Vitamin D may ease exercise-related muscle damage: Animal data

Supplementation with vitamin D may reduce muscle damage and inflammation linked to exercise, suggests a new study with lab rats.

Lab animals subjected to high-intensity exercise showed significantly increased activity of the enzymes creatine kinase (CK) and lactate dehydrogenase (LDH), both are well-known biomarkers of muscle tissue damage. However, these increases were attenuated when animals were supplemented with vitamin D, report researchers in the journal Cytokine.

Vitamin D supplementation was also associated with significant reductions in levels of a number of markers of inflammation, report researchers from Kyung Hee University and the Taeneung National Training Center of Korean Olympic Committee in South Korea.
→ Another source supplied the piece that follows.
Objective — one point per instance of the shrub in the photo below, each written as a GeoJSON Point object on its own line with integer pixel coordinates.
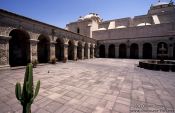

“Therefore, the supplementation with vitamin D3 may be beneficial in the rapid recovery or in protecting muscle damage from consistent training,” they wrote.

While the Food and Drug Administration (FDA) frowns upon general inflammation-related structure function claims, claims related to symptoms associated with non-disease stages, which include muscle pain following exercise.

Study details

The South Korean researchers divided lab animals into three groups: The first group were kept under sedentary conditions, and the second and third groups were subjected to high-intensity exercise. The third group also received supplemental vitamin D (1,000 IU/kg body weight).

Results of the eight week study indicated that the high intensity exercise group without vitamin D displayed increased activity of CK and LDH, but these increases were significantly lower when the rats also received vitamin D.

In addition, increases seen in the exercise-only group for markers of inflammation, including interleukin-6 (IL-6) and tumor necrosis factor-alpha (TNF-alpha), were diminished when the exercising rats also received vitamin D, said the researchers.

“In this study, we focused in comparison of muscle fiber types, soleus and the medial gastrocnemius muscle,” they explained. “

“Soleus muscle, as a slow twitch, which is predominantly composed of mitochondria-rich type I fibers and mainly uses oxidative metabolism for energy production, whereas the medial gastrocnemius muscle, as a mixed twitch, is composed of mixed type I and II fibers and has a lower volume of mitochondria.”

The lab rat data also indicated that the protein expression of vitamin D receptor (VDR) was highly increased in the muscles of the animals subjected to high-intensity exercise and vitamin D supplementation.

“The existence of the VDR in skeletal muscles is controversial,” they said. “[…] our data demonstrate the existence of the VDR protein in both the soleus and gastrocnemius muscle of rats.”

“Therefore, we concluded that vitamin D may play a pivotal role in exercise-induced muscle damage and inflammation through [modulations involving the] VDR.”

Source: Cytokine

Published online ahead of print, doi: 10.1016/j.cyto.2013.03.018

“Vitamin D3 supplementation modulates inflammatory responses from the muscle damage induced by high-intensity exercise in SD rats”

Authors: Choi M, Park H, Cho S, Lee M.